Introduction au RAID sous Linux

Le RAID, Redundant Arrays of Inexpensive Disks est une technologie permettant l’usage de plusieurs disques simultanément. Il peut optimiser les performances, gérer la tolérance de panne ou les deux à la fois. Ce tutoriel introduit une chaine de tutoriaux sur la HA (Hight Availability), Haute disponibilité. Nous débutons par la mise en place de RAID, pour ensuite voir les clusters et enfin le RAID over IP avec DRBD.

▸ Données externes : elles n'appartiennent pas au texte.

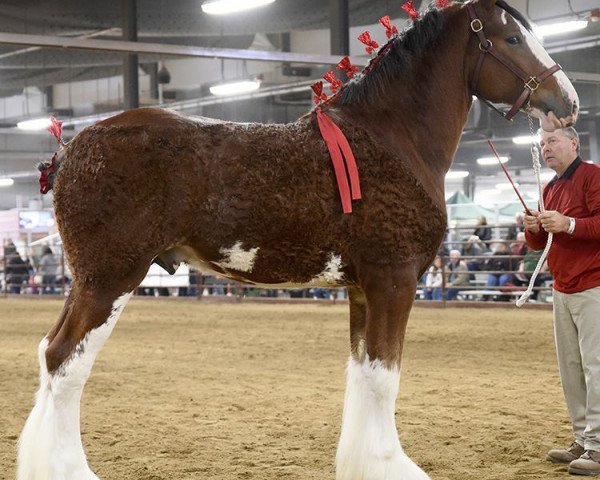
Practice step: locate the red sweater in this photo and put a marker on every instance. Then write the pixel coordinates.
(574, 260)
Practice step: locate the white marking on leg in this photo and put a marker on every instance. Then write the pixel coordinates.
(369, 448)
(332, 272)
(50, 445)
(236, 258)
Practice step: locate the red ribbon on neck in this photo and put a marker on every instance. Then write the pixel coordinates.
(389, 28)
(409, 8)
(344, 163)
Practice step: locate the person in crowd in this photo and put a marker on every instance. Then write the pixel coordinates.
(434, 280)
(474, 247)
(16, 269)
(500, 265)
(517, 228)
(47, 269)
(572, 215)
(457, 274)
(483, 231)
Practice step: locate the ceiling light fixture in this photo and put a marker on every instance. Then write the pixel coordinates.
(235, 88)
(559, 28)
(489, 192)
(456, 174)
(526, 139)
(34, 124)
(484, 161)
(506, 186)
(223, 7)
(6, 182)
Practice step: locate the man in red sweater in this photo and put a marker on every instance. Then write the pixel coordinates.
(572, 204)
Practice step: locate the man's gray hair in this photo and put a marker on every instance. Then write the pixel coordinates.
(570, 133)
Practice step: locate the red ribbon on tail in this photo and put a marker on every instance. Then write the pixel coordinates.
(344, 163)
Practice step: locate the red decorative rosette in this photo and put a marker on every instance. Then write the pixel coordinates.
(371, 44)
(334, 82)
(389, 28)
(56, 129)
(347, 67)
(319, 95)
(409, 7)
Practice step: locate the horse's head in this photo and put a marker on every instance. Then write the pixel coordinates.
(507, 64)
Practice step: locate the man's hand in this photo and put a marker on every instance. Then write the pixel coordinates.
(532, 222)
(554, 222)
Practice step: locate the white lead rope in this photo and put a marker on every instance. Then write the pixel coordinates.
(537, 167)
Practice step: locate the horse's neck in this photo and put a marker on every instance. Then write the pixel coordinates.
(421, 116)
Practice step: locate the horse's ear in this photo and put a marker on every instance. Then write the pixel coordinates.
(487, 4)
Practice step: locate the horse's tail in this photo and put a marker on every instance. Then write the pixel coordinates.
(48, 169)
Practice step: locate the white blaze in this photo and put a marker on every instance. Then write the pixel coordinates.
(332, 272)
(236, 258)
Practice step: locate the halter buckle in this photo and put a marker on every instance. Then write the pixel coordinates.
(533, 83)
(476, 25)
(488, 45)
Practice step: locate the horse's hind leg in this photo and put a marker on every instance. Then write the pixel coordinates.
(50, 445)
(369, 448)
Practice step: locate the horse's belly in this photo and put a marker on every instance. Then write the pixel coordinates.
(258, 268)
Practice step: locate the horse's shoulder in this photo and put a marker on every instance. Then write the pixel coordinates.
(143, 117)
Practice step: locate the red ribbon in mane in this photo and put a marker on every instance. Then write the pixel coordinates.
(347, 67)
(389, 28)
(409, 7)
(56, 129)
(45, 171)
(344, 163)
(319, 95)
(334, 82)
(371, 44)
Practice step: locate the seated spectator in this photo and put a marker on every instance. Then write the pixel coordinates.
(47, 269)
(474, 248)
(458, 275)
(16, 271)
(499, 263)
(433, 281)
(483, 231)
(517, 227)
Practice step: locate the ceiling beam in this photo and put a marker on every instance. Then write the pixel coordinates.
(171, 50)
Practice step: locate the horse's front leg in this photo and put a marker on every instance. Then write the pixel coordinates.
(369, 448)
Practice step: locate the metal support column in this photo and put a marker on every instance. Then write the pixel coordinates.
(130, 62)
(339, 25)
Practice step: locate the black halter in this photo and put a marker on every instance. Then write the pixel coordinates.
(531, 83)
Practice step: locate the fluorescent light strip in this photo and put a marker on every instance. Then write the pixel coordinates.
(491, 160)
(526, 139)
(235, 88)
(559, 28)
(505, 186)
(456, 174)
(223, 7)
(34, 124)
(6, 182)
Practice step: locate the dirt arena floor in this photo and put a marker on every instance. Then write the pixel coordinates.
(193, 390)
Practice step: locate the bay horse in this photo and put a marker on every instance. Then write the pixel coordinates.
(260, 204)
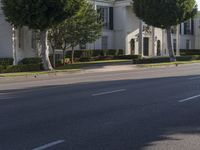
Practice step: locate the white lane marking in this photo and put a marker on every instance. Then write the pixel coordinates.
(49, 145)
(109, 92)
(193, 78)
(190, 98)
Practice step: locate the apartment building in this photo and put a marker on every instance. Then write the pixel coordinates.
(121, 30)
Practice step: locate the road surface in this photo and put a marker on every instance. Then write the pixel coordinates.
(145, 109)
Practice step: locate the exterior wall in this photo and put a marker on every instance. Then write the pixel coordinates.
(5, 37)
(6, 49)
(26, 50)
(197, 31)
(125, 29)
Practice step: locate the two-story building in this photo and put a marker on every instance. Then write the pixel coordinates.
(121, 30)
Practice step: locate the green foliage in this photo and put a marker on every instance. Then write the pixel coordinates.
(128, 57)
(33, 60)
(20, 68)
(6, 61)
(165, 59)
(190, 52)
(95, 53)
(38, 14)
(82, 28)
(164, 13)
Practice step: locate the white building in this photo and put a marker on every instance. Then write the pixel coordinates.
(120, 31)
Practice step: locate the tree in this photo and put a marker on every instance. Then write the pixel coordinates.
(39, 15)
(165, 14)
(84, 27)
(55, 40)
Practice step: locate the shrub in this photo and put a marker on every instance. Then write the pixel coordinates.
(94, 53)
(165, 59)
(34, 60)
(190, 52)
(22, 68)
(104, 58)
(86, 59)
(6, 61)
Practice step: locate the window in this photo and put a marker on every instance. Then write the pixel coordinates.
(187, 27)
(33, 40)
(104, 42)
(82, 46)
(187, 44)
(106, 14)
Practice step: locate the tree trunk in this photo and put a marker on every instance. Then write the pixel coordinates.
(72, 56)
(140, 38)
(169, 45)
(14, 46)
(64, 57)
(54, 57)
(153, 42)
(45, 50)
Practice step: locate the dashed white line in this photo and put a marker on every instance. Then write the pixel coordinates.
(49, 145)
(188, 99)
(109, 92)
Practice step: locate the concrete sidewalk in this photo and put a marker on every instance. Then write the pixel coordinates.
(99, 68)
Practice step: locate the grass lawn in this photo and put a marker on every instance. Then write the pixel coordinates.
(78, 66)
(168, 63)
(67, 68)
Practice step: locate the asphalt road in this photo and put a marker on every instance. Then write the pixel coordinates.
(145, 109)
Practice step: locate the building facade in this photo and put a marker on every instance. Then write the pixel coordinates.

I. Retour rapide sur les types de RAID

Rapide pourquoi ? Parce que le texte ci-dessous est un copier/coller de l’article sur le NAS et que Wikipedia dispose d’un très bon article sur les technologies RAID.

  • JSOB : pour ‘n’ disques physiques le système ne voit qu’un disque logique. Les disques physiques sont regroupés en une grappe, les données sont écrites au fur et à mesure que les disques se remplissent. Une fois que le premier disque est plein le système débute l’écriture sur le deuxième disque et ainsi de suite… Aucune tolérance de panne.
  • RAID 0 : nécessite au minimum 2 disques, pour ‘n’ disques physiques le système ne voit qu’un disque logique. La capacité est égale à la combinaison des disques. Il allie la puissance des disques installés, les temps d’accès et les taux de lectures/écritures sont plus élevés que sur un seul disque. Orienté performance. Aucune tolérance à la panne, les données sont écrites aléatoirement sur les 2 disques, si un disque crash il sera difficile de récupérer les données, voir impossible.
  • RAID 1 : souvent appelé mirroring, nécessite au minimum 2 disques, pour ‘n’ disques physiques le système ne voit qu’un disque logique. La capacité est égale à ‘n’ disque – 1. Les données sont écrites simultanément sur les 2 disques. Oui on perd un disque au niveau de la capacité de stockage mais la tolérance à la panne est intéressante. Si le volume perd un disque, le second possède l’intégralité des données. Une étape de reconstruction des données est possible après réinsertion d’un nouveau disque à la grappe.
  • RAID 5 : nécessite 3 disques minimum, pour ‘n’ disques physiques le système ne voit qu’un volume de données correspondant à ‘n’ – 1 disque en capacité de stockage. Sur chaque disque sont écrits des bits de parité, réservant automatiquement 1/3 du disque. Forte tolérance de panne. Si panne d’un disque (et pas plus) la réinsertion d’un nouveau disque reconstruira le volume et les données sur celui-ci. Le temps de reconstruction varie selon le volume de données à reconstruire même si celui-ci est généralement de plusieurs heures.
  • RAID 5 + spare : nécessite au moins 4 disques dont un sera assigné à la reconstruction automatique du volume en cas de crash.
  • RAID 6 : nécessite au minimum 4 disques, même principe que le RAID 5 (gestion du bit de parité) hormis qu’il peut gérer la panne simultanée de 2 disques durs.
  • RAID 10 : nécessite au minimum 4 disques, combinaison des RAID 0 et 1, ici on allie performance et tolérance de panne. Différence RAID 0+1 et RAID 1+0 :

Un exemple avec 6 disques, avec un RAID 1+0 la grappe est formée comme suit :

Hdd 1 – hdd 2  = raid 1, volume A
Hdd 3 – hdd 4  = raid 1, volume B
Hdd 5 – hdd 6  = raid 1, volume C

Un RAID 0 de A,B,C est formé. On remarque que si le disque 3 crash l’intégrité de la grappe n’est pas affectée. Seul le volume B est atteint, les données seront conservées sur le disque 4.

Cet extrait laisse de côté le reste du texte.